- More than 200 local projects were approved for funding by a legislative panel on Friday, ranging in value from $1,250 to $15 million
- The lawmakers approved everything from emergency generators in Boca Raton to after-school programs in Miami-Dade
- State economists also reported that the economy was sending “mixed signals” and some sources of state revenue were expected to decline
TALLAHASSEE — A legislative panel Friday approved money for more than 230 local projects and programs across the state, after receiving a detailed analysis of Florida’s financial picture from a top economist.
The Joint Legislative Budget Commission, with little comment, signed off on a list of “local support grants” totaling $175 million. The grants are a new program, with the list put together after Gov. Ron DeSantis vetoed parts of a state budget that took effect July 1.
“I think as you see cost overruns and stuff, as inflation is affecting these not-for-profits (organizations) … after the fiscal year was over and the new one started, people saw that there were opportunities within their communities that maybe needed some help,” House Appropriations Chairman Jay Trumbull, R-Panama City, said after Friday’s meeting.
The approved spending items ranged from $15 million to build a facility to house the Florida Flood Hub for Applied Research and Innovation program at the University of South Florida in St. Petersburg to $1,250 so the Hope Haven Transitional Housing program can purchase three air-conditioner units for rooms used to assist homeless families in Highlands County.
Trumbull said the items on the list were focused on assisting local governments, educational entities or privately operated programs that support local initiatives. He said none were “identical in amount or purpose to items that were vetoed” by DeSantis.
The list, however, included some proposals that were similar to vetoed budget items.
In one case, DeSantis vetoed $447,090 for the Li’l Abner Foundation in Miami-Dade County to expand into a second location. Lawmakers on Friday approved spending $400,000 for the foundation’s after-school program.
In another example, lawmakers approved providing $250,000 to Boca Raton for emergency generators. DeSantis vetoed $1.1 million for emergency generators at the Boca Raton City Hall and Municipal Complex.
Money for the new grant program was included in the budget, with lawmakers linking it to funds that DeSantis sought for $1,000 bonuses for first responders.
Republican lawmakers proposed nearly 200 of the spending items on the list. The Joint Legislative Budget Commission, made up of House and Senate members, has authority to make mid-year spending decisions.
Earlier in Friday’s meeting, Amy Baker, coordinator of the Legislature’s Office of Economic & Demographic Research. presented an overview of long-term financial projections.
Baker and other economists last month estimated that state general revenue will be $5.3 billion higher than projected earlier for the current 2022-2023 fiscal year and the 2023-2024 fiscal year.
But Florida’s real-estate market could slow as mortgage rates rise and housing-affordability issues increase. Economists forecast that revenue generated through documentary-stamp taxes on real estate transactions will decline 15.6 percent this fiscal year and 10.7 percent in the 2023-2024 year..

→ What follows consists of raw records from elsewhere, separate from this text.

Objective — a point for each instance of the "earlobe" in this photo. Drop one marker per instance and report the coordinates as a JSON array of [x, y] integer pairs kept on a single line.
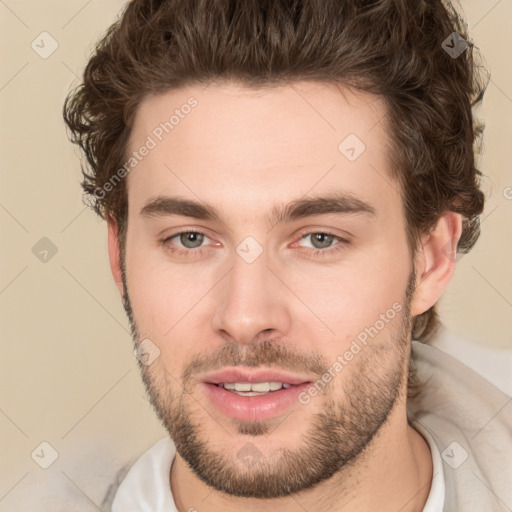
[[114, 255], [435, 263]]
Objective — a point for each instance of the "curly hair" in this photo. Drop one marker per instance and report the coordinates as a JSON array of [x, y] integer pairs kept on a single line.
[[397, 49]]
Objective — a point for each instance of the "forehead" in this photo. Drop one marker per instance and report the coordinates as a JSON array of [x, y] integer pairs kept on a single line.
[[253, 147]]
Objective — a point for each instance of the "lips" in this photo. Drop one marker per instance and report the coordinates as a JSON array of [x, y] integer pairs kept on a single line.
[[254, 408], [262, 375]]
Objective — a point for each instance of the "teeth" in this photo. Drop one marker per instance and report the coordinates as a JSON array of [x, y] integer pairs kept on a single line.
[[259, 387]]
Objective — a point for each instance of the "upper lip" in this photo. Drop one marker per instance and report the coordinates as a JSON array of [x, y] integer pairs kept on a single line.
[[260, 375]]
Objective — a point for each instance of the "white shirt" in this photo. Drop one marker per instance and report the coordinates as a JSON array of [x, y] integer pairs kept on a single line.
[[465, 420]]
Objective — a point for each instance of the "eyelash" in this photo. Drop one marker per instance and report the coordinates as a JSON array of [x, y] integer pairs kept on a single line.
[[316, 252]]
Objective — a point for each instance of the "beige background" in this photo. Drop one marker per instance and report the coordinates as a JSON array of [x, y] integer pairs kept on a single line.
[[68, 374]]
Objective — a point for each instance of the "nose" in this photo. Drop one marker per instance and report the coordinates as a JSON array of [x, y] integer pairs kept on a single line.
[[251, 300]]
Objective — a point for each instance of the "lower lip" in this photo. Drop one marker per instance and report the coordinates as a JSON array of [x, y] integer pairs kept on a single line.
[[254, 408]]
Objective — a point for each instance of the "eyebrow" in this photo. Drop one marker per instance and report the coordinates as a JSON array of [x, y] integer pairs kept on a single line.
[[337, 203]]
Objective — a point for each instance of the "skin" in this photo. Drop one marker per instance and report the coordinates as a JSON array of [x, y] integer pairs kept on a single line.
[[245, 151]]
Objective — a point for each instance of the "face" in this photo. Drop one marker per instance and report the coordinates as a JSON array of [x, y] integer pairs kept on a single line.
[[293, 261]]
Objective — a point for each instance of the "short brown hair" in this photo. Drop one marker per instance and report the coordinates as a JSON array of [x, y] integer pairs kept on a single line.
[[397, 49]]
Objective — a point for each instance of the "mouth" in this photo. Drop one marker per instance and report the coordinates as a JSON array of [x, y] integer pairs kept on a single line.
[[256, 395]]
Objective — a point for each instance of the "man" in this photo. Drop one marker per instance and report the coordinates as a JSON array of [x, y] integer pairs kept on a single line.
[[286, 185]]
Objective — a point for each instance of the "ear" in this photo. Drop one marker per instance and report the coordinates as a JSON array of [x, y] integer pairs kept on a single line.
[[114, 254], [435, 262]]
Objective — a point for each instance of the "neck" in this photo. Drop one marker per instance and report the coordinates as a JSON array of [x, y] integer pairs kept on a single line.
[[394, 473]]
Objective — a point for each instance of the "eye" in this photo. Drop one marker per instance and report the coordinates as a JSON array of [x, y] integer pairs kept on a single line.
[[322, 242], [189, 240]]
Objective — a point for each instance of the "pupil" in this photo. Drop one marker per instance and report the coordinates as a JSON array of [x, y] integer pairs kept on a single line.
[[323, 237], [191, 237]]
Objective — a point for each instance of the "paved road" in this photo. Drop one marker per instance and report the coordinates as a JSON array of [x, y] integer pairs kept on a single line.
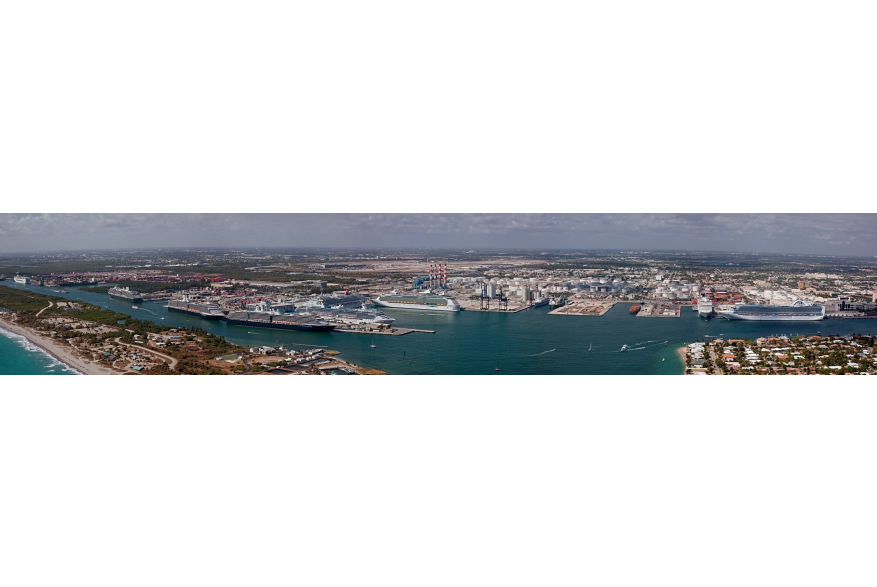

“This is already starting to play out as we thought it would,” Baker said.
Baker also pointed to mixed signals in the economy, which is affecting expectations of a “soft landing” in a pending recession.
“There are a growing number of economists, including a big study that came out yesterday, that are saying it’s not going to be a soft landing, the Fed is going to have to take much stronger action than originally envisioned,” Baker told lawmakers. “And so, there is a disagreement between the economists on where we’re going to end up.”
Florida has experienced higher-than-anticipated revenue collections for more than a year — with it being $3.85 billion over estimates for the 2021-2022 fiscal year, which ended June 30. That was driven, at least in part, by increased consumer spending of money saved during the COVID-19 pandemic. Also inflation has driven up prices, which results in higher tax revenues.